Pearson’s correlation quantifies the degree of linear agreement between PGS derived from imputed SNP array or low-pass sequencing (LPS) data and those from high-coverage (30X) whole-genome sequencing (WGS), providing a direct measure of score concordance.

PGS correlation was quantified using Pearson's correlation coefficient between the array/LPS-based PGS (\(X\)) and the 30X WGS-based PGS (\(Y\)):

\[ r = \frac{\sum_{i=1}^N (X_i - \bar{X}) (Y_i - \bar{Y})}{\sqrt{\sum_{i=1}^N (X_i - \bar{X})^2} \, \sqrt{\sum_{i=1}^N (Y_i - \bar{Y})^2}}, \]

with \(r^2\) used for reporting. Correlations were calculated separately for each population, phenotype, and feature type (array or LPS), and visualized in bar chart.

Absolute Difference in Percentile Ranking (ADPR)

Absolute Difference in Percentile Ranking (ADPR) complements this by assessing the stability of individuals’ relative positions between platforms, which is critical for downstream applications such as risk stratification and clinical decision-making.

To quantify concordance in relative standing between platforms, raw PGS values were transformed to within-platform percentiles using the empirical cumulative distribution function (ECDF):

\[ p^{(m)}_i = \frac{\mathrm{rank}_m(i)}{N}, \]

where \(p^{(m)}_i\) denotes the percentile of individual \(i\) in method \(m\) (array/LPS or WGS), \(\mathrm{rank}_m(i)\) is the individual’s rank, and \(N\) is the sample size.

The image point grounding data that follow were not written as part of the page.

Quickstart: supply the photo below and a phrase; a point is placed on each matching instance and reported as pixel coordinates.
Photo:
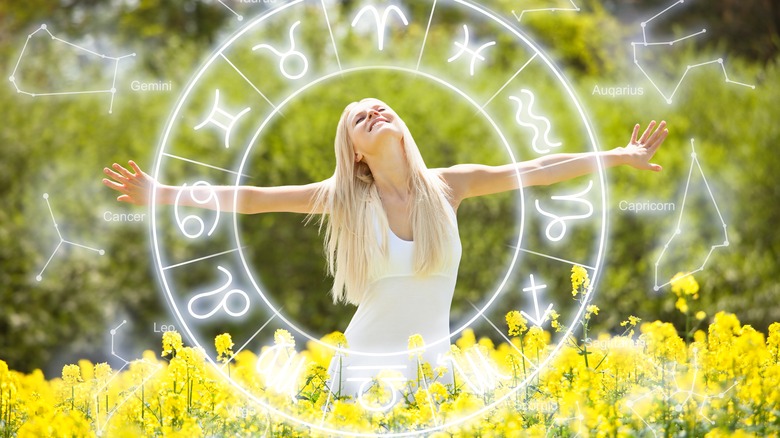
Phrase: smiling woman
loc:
(391, 234)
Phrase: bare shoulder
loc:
(458, 178)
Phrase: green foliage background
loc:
(59, 146)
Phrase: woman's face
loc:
(372, 125)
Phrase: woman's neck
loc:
(391, 174)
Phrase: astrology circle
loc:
(249, 82)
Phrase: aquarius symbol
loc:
(231, 119)
(283, 57)
(560, 221)
(535, 122)
(475, 54)
(222, 304)
(380, 23)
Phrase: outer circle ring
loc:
(599, 256)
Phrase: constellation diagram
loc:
(239, 17)
(689, 392)
(464, 47)
(130, 392)
(678, 229)
(44, 28)
(62, 241)
(645, 43)
(573, 8)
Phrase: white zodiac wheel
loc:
(252, 82)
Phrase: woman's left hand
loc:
(639, 151)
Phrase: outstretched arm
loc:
(136, 187)
(470, 180)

The Absolute Difference in Percentile Ranking for individual \(i\) was defined as:

\[ ADPR_i = \left| p^{(\mathrm{array/LPS})}_i - p^{(\mathrm{WGS})}_i \right| \times 100, \]

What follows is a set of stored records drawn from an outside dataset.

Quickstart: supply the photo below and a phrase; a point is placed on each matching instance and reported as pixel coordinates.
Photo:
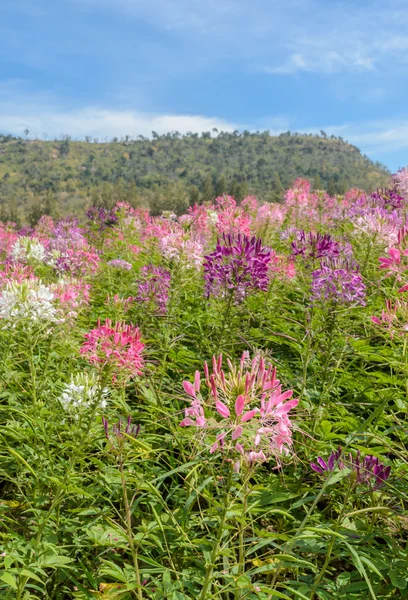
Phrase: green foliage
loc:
(158, 516)
(147, 172)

expressed in percentage points. An ADPR of \(0\%\) indicates identical rankings, whereas higher values denote greater rank displacement between platforms. ADPR values were summarised across populations, phenotypes, and feature types, and visualised to assess platform-specific deviations in ranking concordance.


  1. Dat Thanh Nguyen, Trang TH Tran, Mai Hoang Tran, Khai Tran, Duy Pham, Nguyen Thuy Duong, Quan Nguyen, and Nam S Vo. A comprehensive evaluation of polygenic score and genotype imputation performances of human snp arrays in diverse populations. Scientific Reports, 12(1):17556, 2022.